During this transition year, we want to spotlight a few of our staff members who will be keeping up the work and handing off Invisible Children’s programs to local partners. One of our rockstar team members is Munduga Patrick.
When we say you’re supporting Invisible Children’s best and brightest into the new year, here’s proof:
Patrick has a background in civil engineering, project management, and water and waste engineering, and graduated university with a degree in civil engineering. Patrick also holds a post-graduate certificate in water and waste engineering. He served as the assistant engineering officer for the Arua District Local Government and joined Invisible Children Uganda in 2007 as the head engineer. Today he is the head of the regional office in Kampala, Uganda.
Here’s what he has to say about his work at Invisible Children and how essential it is continue into 2015:
[I remember when] we had heard of the renewed LRA attacks in DR Congo.

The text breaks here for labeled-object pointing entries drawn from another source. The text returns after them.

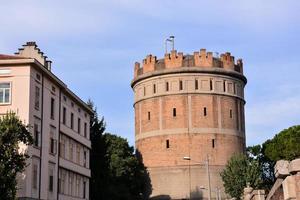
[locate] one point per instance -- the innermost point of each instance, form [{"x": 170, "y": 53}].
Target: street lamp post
[{"x": 207, "y": 171}]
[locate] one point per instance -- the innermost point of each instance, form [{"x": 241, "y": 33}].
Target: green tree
[
  {"x": 97, "y": 160},
  {"x": 265, "y": 164},
  {"x": 128, "y": 178},
  {"x": 12, "y": 160},
  {"x": 239, "y": 171},
  {"x": 116, "y": 172},
  {"x": 285, "y": 145}
]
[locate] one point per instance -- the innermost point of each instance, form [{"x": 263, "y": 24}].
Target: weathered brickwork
[{"x": 188, "y": 106}]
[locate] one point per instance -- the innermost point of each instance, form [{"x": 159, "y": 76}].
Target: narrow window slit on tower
[
  {"x": 167, "y": 144},
  {"x": 234, "y": 92},
  {"x": 180, "y": 85},
  {"x": 167, "y": 86},
  {"x": 174, "y": 112}
]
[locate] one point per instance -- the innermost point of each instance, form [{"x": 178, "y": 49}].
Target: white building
[{"x": 58, "y": 167}]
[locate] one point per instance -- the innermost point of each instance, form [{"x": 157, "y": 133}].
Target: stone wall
[{"x": 188, "y": 106}]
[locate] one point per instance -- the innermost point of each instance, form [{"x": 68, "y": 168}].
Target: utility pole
[{"x": 208, "y": 177}]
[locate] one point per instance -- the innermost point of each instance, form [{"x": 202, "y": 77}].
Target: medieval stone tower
[{"x": 188, "y": 108}]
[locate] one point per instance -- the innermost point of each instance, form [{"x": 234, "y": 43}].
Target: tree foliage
[
  {"x": 117, "y": 174},
  {"x": 265, "y": 164},
  {"x": 238, "y": 172},
  {"x": 285, "y": 145},
  {"x": 12, "y": 160},
  {"x": 97, "y": 160},
  {"x": 127, "y": 176}
]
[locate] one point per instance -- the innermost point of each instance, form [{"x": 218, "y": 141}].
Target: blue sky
[{"x": 94, "y": 43}]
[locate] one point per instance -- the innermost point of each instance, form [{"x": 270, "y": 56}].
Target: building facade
[
  {"x": 58, "y": 167},
  {"x": 189, "y": 120}
]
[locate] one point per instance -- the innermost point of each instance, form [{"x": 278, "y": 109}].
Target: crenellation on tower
[
  {"x": 137, "y": 69},
  {"x": 173, "y": 59},
  {"x": 188, "y": 105},
  {"x": 200, "y": 59},
  {"x": 31, "y": 50},
  {"x": 227, "y": 61},
  {"x": 149, "y": 63},
  {"x": 203, "y": 58}
]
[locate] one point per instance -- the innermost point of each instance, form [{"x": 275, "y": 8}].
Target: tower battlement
[
  {"x": 30, "y": 49},
  {"x": 202, "y": 59}
]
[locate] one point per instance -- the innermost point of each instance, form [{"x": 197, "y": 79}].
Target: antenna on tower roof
[{"x": 171, "y": 40}]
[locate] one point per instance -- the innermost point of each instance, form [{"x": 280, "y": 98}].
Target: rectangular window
[
  {"x": 34, "y": 177},
  {"x": 52, "y": 145},
  {"x": 79, "y": 125},
  {"x": 78, "y": 185},
  {"x": 38, "y": 77},
  {"x": 71, "y": 180},
  {"x": 71, "y": 151},
  {"x": 180, "y": 85},
  {"x": 234, "y": 92},
  {"x": 72, "y": 120},
  {"x": 85, "y": 129},
  {"x": 62, "y": 147},
  {"x": 167, "y": 86},
  {"x": 174, "y": 112},
  {"x": 84, "y": 158},
  {"x": 64, "y": 115},
  {"x": 196, "y": 85},
  {"x": 52, "y": 108},
  {"x": 36, "y": 135},
  {"x": 167, "y": 144},
  {"x": 84, "y": 189},
  {"x": 78, "y": 154},
  {"x": 4, "y": 93},
  {"x": 204, "y": 111},
  {"x": 51, "y": 183},
  {"x": 37, "y": 98}
]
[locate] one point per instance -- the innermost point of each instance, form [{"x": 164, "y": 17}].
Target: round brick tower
[{"x": 188, "y": 108}]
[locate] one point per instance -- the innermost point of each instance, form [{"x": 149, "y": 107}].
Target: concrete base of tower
[{"x": 186, "y": 182}]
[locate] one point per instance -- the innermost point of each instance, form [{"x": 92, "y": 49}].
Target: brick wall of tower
[{"x": 208, "y": 98}]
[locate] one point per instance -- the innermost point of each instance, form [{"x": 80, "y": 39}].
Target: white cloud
[{"x": 270, "y": 113}]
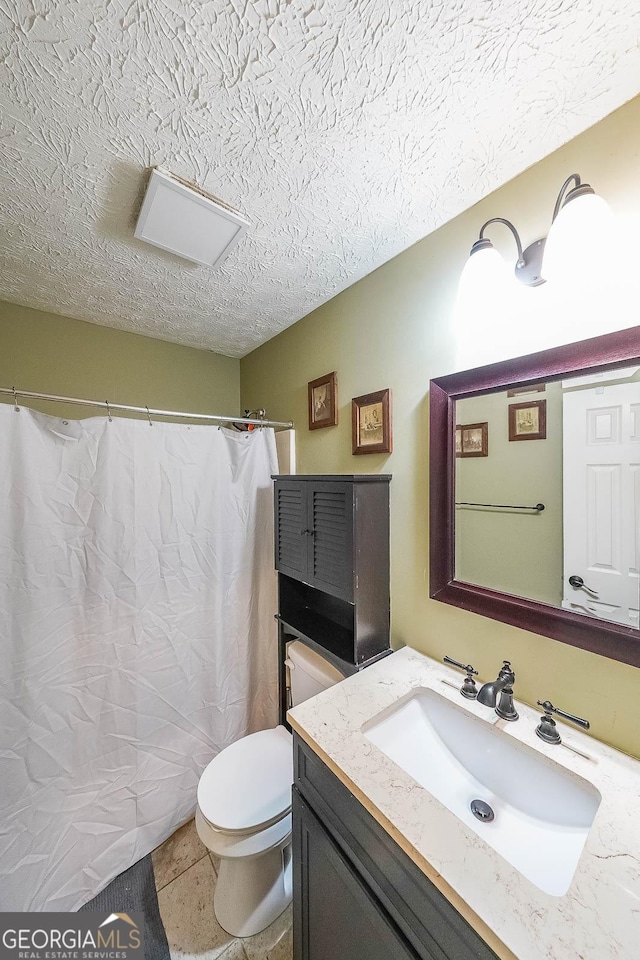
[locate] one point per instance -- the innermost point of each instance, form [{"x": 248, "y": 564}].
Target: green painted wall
[
  {"x": 393, "y": 329},
  {"x": 47, "y": 353}
]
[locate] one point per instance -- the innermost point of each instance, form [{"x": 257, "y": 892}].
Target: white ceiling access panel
[{"x": 182, "y": 219}]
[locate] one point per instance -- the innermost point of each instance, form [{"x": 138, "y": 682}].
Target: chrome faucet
[{"x": 503, "y": 685}]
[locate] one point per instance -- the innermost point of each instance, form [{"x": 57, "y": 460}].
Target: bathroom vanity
[
  {"x": 385, "y": 869},
  {"x": 357, "y": 895}
]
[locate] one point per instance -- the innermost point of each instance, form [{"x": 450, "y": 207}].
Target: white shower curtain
[{"x": 137, "y": 638}]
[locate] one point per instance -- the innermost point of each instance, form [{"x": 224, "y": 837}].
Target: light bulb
[
  {"x": 485, "y": 310},
  {"x": 579, "y": 248}
]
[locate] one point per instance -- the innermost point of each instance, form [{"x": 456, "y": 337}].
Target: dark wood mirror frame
[{"x": 600, "y": 353}]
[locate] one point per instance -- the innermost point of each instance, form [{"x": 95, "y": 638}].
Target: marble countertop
[{"x": 597, "y": 919}]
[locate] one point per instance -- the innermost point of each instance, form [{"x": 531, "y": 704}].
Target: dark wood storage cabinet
[
  {"x": 332, "y": 558},
  {"x": 356, "y": 894}
]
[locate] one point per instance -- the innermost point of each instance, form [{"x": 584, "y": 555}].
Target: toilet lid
[{"x": 248, "y": 785}]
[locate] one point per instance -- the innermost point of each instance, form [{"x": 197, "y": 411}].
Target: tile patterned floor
[{"x": 186, "y": 876}]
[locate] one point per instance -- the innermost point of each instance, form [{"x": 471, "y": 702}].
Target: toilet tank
[{"x": 309, "y": 673}]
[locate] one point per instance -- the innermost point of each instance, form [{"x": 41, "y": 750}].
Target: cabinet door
[
  {"x": 330, "y": 549},
  {"x": 291, "y": 528},
  {"x": 335, "y": 916}
]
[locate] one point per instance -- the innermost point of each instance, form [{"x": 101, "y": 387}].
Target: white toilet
[{"x": 244, "y": 810}]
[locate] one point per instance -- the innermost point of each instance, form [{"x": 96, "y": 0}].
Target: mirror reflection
[{"x": 548, "y": 493}]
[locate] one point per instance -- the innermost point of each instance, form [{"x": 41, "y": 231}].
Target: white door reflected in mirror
[{"x": 572, "y": 446}]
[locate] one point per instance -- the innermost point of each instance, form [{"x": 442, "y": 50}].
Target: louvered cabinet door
[
  {"x": 331, "y": 538},
  {"x": 291, "y": 529}
]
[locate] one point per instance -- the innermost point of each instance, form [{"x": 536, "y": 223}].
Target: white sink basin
[{"x": 542, "y": 812}]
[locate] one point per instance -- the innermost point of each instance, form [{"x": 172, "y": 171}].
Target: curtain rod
[{"x": 145, "y": 411}]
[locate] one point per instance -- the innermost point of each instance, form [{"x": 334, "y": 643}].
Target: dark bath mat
[{"x": 135, "y": 890}]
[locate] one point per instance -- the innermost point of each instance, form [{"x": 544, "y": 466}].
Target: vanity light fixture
[{"x": 571, "y": 222}]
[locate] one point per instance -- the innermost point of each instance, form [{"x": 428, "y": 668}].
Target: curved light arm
[
  {"x": 579, "y": 189},
  {"x": 507, "y": 223}
]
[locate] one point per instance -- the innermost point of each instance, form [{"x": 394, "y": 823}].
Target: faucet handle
[
  {"x": 547, "y": 729},
  {"x": 468, "y": 688}
]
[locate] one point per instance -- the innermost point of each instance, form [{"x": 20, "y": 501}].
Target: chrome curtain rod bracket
[{"x": 149, "y": 412}]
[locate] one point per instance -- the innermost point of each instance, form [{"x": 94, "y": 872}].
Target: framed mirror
[{"x": 535, "y": 493}]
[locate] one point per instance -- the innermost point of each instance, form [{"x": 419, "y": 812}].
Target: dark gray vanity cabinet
[{"x": 356, "y": 894}]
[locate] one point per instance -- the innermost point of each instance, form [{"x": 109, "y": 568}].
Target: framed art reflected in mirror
[{"x": 544, "y": 535}]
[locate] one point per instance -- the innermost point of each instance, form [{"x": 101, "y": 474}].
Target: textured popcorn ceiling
[{"x": 345, "y": 130}]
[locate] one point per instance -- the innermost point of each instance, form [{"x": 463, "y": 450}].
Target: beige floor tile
[
  {"x": 177, "y": 854},
  {"x": 274, "y": 943},
  {"x": 235, "y": 952},
  {"x": 186, "y": 908}
]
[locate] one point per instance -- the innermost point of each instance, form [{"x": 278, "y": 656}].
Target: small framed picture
[
  {"x": 323, "y": 401},
  {"x": 472, "y": 440},
  {"x": 371, "y": 423},
  {"x": 520, "y": 391},
  {"x": 528, "y": 421}
]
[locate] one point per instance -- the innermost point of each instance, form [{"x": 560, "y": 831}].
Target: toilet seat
[
  {"x": 247, "y": 787},
  {"x": 246, "y": 846}
]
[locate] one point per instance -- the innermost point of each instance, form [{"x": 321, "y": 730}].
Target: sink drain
[{"x": 482, "y": 811}]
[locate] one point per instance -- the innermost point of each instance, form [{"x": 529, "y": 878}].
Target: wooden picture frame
[
  {"x": 473, "y": 439},
  {"x": 528, "y": 421},
  {"x": 371, "y": 423},
  {"x": 323, "y": 401}
]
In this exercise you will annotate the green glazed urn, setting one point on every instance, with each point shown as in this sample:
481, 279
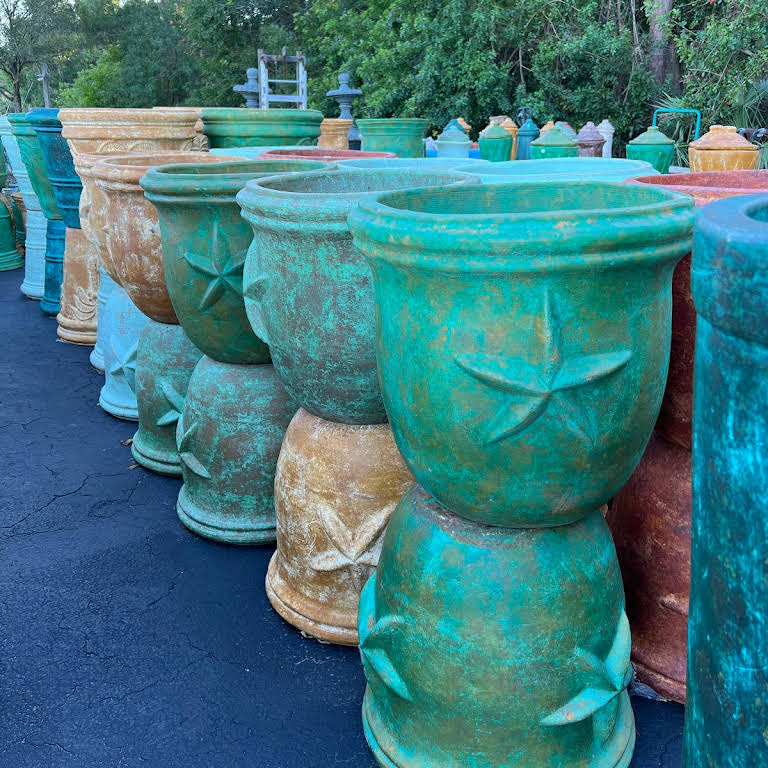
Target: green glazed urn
308, 290
243, 127
654, 147
554, 143
540, 342
496, 144
403, 136
204, 243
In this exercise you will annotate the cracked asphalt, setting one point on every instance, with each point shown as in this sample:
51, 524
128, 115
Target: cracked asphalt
126, 641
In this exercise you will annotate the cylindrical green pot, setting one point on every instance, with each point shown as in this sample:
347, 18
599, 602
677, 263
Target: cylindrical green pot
523, 338
243, 127
204, 241
229, 438
165, 359
308, 289
490, 647
403, 136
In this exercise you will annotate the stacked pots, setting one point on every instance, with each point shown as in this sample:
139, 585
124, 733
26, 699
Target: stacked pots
521, 353
35, 225
77, 316
32, 156
308, 295
651, 516
236, 410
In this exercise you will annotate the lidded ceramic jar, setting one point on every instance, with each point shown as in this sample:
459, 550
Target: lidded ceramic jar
404, 136
722, 149
308, 291
654, 147
245, 127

Mass killings by the LRA over Christmas of 2008 and 2009 were the most resounding coming out of the Congo jungles. Being an LRA-focused organization, we felt a certain burden for the communities in remote Congo and grappled for several months about lending a helping hand. Unlike northern Uganda, the dynamic in a complex Congo terrain without communications infrastructure was not ideal. The decision to move in would require putting ourselves into harms way in order to save lives. We finally mustered the courage in 2010 and established what has now become the most accurate and timely source of current info on the LRA using the Early Warning Radio network and LRA Crisis Tracker. Today security and humanitarian actors rely on this grassroots-manned tool to do their life-saving work. Additionally, the communities are able to stay informed and take necessary actions to avert mass killings by the LRA.
To date, we have ventured even further into the hinterland of Africa bringing live-saving work to the south east of Central African Republic. Our protection and defection programs using the Early Warning Radio network, fliers, radio messaging, and community sensitization have played a critical role in weakening the LRA fighting force alongside the pressure exerted upon them by the African Union supported by the US forces. Three of five ICC-indicted LRA commanders are no longer active and the force is believed to be under 150-man strong.
The LRA is much weaker now than ever. At the same time, it is not over yet! Myles Monroe would say, “The success of a leader is measured by their successor.” We need to ensure that before we exit the stage, we are able to transition the management of the impactful defection and early warning projects to be wholly community operated in order to sustain the gains made to date.
IC has been a true leader in implementing life-saving programs as well as influencing counter-LRA policy among local and international partners. It’s been an incredible 10 years of making the invisible visible. The final year ahead is critical. History will judge us positively if we deliver the community-succession plan effectively.